Bu değişikliği teşvik edenlerden biri olarak, bir hususu da paylaşarak vebalden kurtulmak istiyorum.
Kutlu Doğumun Hicri takvime göre icra edilmesini isteyen diğer bazı dostların “Bizim, Kutlu Doğum'un içeriği ile bir problemimiz yok” ifadesine ben katılmıyorum.
Bazı yanlışlar aynen aktarılırsa, ilerleyen süreçte Mevlîd-i Şerif ile bütünleşmesi anlamına gelir ki, şimdiye kadarki “alternatif” görüntüden çok daha sakıncalı olur.
Bir kere “Mevlîd” ile mevcut “Kutlu Doğum” anlayışı arasındaki en önemli fark şudur:
Bu doğumu “kutlu” kılan şey, doğum esnasında vuku bulan ve peygamberlik dönemine kadar da devam eden nübüvvet müjdecisi olağanüstü hallerdir.
Yani, Kutlu Doğum Haftasında sık kullanılan “insan olarak” vurgularıyla, Peygamberimizi sıradanlaştırarak, Dinler Arası Diyaloga destek vermekten kaçınılmalıdır.
Oysa peygamberlerin “İsmet” sıfatı vardır, yani günah işlemezler, yani hiçbiri bizim gibi “normal” insan değildir.
En çok FETÖ “kutluladı”
Mesela, FETÖ’nün ileri gelen tahrifatçılarından Reşit Haylamaz’ın, peygamber efendimizi sıradanlaştırarak, “Dinler Arası Diyalog” saçmalıklarına hizmeti amaçlayan; şeytanî bilgilerle dolu kitaplarından milyonlarcası Kutlu Doğumlarda dağıtıldı.

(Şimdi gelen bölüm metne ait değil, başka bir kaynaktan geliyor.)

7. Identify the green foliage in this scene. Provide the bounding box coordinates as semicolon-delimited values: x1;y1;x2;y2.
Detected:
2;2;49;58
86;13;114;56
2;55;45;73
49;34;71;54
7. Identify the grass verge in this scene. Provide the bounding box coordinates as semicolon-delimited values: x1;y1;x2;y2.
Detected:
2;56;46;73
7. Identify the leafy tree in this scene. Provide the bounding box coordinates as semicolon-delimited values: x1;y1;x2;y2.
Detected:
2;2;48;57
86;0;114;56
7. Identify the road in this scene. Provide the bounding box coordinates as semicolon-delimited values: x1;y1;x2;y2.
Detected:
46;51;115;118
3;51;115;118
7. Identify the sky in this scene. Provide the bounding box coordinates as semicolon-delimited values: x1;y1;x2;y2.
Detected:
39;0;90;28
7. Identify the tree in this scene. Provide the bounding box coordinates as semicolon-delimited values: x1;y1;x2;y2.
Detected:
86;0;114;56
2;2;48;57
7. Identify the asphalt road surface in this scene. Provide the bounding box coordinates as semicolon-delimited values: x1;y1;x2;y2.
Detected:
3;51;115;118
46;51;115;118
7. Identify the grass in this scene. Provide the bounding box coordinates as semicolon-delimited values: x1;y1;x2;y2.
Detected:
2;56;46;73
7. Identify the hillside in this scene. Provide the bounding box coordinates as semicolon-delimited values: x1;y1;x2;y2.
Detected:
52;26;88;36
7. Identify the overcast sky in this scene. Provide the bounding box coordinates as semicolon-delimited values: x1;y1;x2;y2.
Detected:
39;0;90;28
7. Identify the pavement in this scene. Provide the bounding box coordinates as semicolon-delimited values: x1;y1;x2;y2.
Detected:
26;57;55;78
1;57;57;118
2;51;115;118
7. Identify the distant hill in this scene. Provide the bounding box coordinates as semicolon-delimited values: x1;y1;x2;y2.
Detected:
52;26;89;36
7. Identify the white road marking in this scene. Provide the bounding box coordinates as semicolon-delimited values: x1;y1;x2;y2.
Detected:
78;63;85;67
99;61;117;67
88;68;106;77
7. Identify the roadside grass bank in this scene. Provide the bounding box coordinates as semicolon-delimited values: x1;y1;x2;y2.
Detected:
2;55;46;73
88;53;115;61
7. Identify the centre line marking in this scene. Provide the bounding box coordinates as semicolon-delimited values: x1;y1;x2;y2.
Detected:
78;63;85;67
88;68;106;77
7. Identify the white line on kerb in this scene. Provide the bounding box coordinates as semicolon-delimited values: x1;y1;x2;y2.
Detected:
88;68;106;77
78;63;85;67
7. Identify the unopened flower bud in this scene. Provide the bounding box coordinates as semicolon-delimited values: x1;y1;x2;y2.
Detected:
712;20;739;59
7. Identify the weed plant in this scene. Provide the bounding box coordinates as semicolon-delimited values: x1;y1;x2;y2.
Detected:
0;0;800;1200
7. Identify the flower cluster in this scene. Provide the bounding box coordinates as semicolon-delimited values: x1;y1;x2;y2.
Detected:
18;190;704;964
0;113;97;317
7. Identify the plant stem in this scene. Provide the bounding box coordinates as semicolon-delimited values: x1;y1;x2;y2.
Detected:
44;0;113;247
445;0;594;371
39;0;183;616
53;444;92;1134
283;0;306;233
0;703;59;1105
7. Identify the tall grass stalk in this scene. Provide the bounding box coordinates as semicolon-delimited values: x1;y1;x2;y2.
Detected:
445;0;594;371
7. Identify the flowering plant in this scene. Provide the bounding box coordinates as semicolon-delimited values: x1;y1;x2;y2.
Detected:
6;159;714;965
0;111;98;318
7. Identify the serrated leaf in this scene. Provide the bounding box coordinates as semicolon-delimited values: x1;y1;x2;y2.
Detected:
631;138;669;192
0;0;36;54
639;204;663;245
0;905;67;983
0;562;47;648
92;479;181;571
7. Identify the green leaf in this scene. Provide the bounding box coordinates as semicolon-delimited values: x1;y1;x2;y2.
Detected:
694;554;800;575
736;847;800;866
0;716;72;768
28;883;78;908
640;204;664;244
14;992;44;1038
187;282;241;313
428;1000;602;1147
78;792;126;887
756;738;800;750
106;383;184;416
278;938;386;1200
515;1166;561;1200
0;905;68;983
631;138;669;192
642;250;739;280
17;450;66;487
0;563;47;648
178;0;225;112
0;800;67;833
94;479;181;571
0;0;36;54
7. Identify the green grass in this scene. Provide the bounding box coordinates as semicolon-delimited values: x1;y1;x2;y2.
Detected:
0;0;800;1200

Bu sapığın, 2013 yılında Eskişehir Müftülüğü, Milli Eğitim Müdürlüğü ve FETÖ’cü dernekler tarafından düzenlenen kitap okuma yarışması için dağıtılan “Gönül Tahtımızın Eşsiz Sultanı Efendimiz” kitabının 252. sayfasında “O’nun hedefi, Kelime-i Tevhidin ikinci yarısını söylemekten kaçınarak La ilahe illallah diyen herkesi buraya getirmekti. Çünkü o, ‘Kim La ilahe illallah derse Cennete girer’ buyuracaktı” gibi, insanı; iman dairesinin dışına iten ifadelerle dolu.
Kutlu Doğum, Mevlîd-i Nebevi haftasında da böyle cereyan edecekse bu tarih değişikliği ne işe yarayacak? Yanlış, Hicri takvime göre de yanlıştır.
***
Ayrıca, kadın erkek karma korolarla, Jackson konserleriyle, rockçı imamlarla, pop starlarla idrak edilen bir “Kutlu Doğum”un, Mevlid ruhuna ne derece uygun olduğunu irdelemek asıl Diyanet’in görevidir.
Diyanet dezenfekte edilmeli
Cumhurbaşkanlığından bile hâlâ temizlenmeye çalışılan FETÖ’nün, Diyanet’te hiç kalmadığını ve faaliyetlere yansımadığını kimse iddia edemez.
Nitekim Diyanet Dergisi’nin bazı sayılarında rastlanan “Kuransal çehreyi; Peygambere saygı ve hürmet ile örttüler. Kuranı getirmiş olmak, Peygambere yeterli bir şereftir. O’na yeni nitelikler vermek, mucizelerinden, sıfatlarından bahsetmek mitoloji ve cürettir” gibi ifadeler, Dinler Arası Diyalogun Diyanet’te ne kadar etkili olduğunu ortaya koymaktadır.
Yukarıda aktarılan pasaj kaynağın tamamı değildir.